Onboarding w/o dbt Cloud

data_ders · April 6, 2021, 7:18pm

Intro

Central Question

What’s the order of operations for teaching someone dbt and having them set up their local development environment?

To me, it seems a bit of a catch 22.

Background

For all our new Analytic Engineers, there three main things to learn:

dbt, and
how to run dbt commands locally against the team’s db’s
how to contribute to team dbt projects

For me, #3 is the easiest, but #1 and #2 are on the 5-8 on the difficulty scale for a junior data analyst, experience depending. For our team, we’re especially challenged because:

the databases we’re using aren’t supported in dbt Cloud (yet), and
our dev tooling set up for can be daunting and error-prone.

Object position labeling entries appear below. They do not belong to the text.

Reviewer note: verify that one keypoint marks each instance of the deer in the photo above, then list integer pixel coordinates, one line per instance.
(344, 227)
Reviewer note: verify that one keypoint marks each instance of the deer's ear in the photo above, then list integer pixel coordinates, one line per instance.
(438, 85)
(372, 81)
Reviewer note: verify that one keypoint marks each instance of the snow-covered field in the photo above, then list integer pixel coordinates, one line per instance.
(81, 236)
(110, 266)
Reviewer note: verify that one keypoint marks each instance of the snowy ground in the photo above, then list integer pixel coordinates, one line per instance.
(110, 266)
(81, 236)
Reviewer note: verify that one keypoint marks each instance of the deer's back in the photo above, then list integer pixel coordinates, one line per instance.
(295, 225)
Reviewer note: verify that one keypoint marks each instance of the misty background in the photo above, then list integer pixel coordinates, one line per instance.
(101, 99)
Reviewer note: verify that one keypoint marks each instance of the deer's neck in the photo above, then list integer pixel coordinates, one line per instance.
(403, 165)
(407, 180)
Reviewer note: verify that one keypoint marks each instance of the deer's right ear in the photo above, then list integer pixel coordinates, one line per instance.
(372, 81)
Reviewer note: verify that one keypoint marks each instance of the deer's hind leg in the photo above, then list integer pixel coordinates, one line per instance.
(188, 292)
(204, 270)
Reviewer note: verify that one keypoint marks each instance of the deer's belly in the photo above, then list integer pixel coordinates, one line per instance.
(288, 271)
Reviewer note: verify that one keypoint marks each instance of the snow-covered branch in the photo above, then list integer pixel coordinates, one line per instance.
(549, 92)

After months of work, our team has all our initial infrastructure set up for an analytics engineering team, our largest impediment is on-boarding new folks! Initially I trained 3 folks myself and it was very hands-on and very touch-and-go with bugs we’ve since ironed out. More recently we trained our data science team on how contribute. The amount of time required went down, but the time spent on environment set up was equivalent to the time was still focused on actually learning dbt.

Over the next few months, we’ll have up to six people joining. I’m looking for a happy path for on-boarding that is well-documented and mostly self-guided.

Current Paths

dbt first (via dbt fundamentals)

the new joiner:

makes dbt Cloud trial account, Big Query project and GitHub repo,
completes the dbt Fundamentals course
sets up local dev env according to instructions
plays with jaffle_shop project and our own dbt-msft-specific dbt training on our dbs and their dev env
gets access to our actual DW and onboads on the our dbt project

dev env first

the new joiner:

sets up local dev env according to instructions
follows our own dbt-msft-specific dbt training
continue training with the original dbt CLI tutorial using a test db our ours and their dev env
gets access to our actual DW and onboads on the our dbt project

comparison

First Step	Pros	Cons
learn dbt	Focused on dbt, without distraction of set up and less than 100% aligned UI	Upfront work of dbt Cloud GitHub and Big Query set up
dev env set up	Never have to touch BigQuery or dbt Cloud or even GitHub	a lot of upfront work

dev environment set-up

Here’s our current iteration of an developer environment set up. I’m sure paginating it would make it less overwhelming, but there’s A LOT of set up! VSCode, Git, Anaconda, MSFT ODBC Driver, Azure Data Studio, the Azure CLI, lions, tigers, bears, etc.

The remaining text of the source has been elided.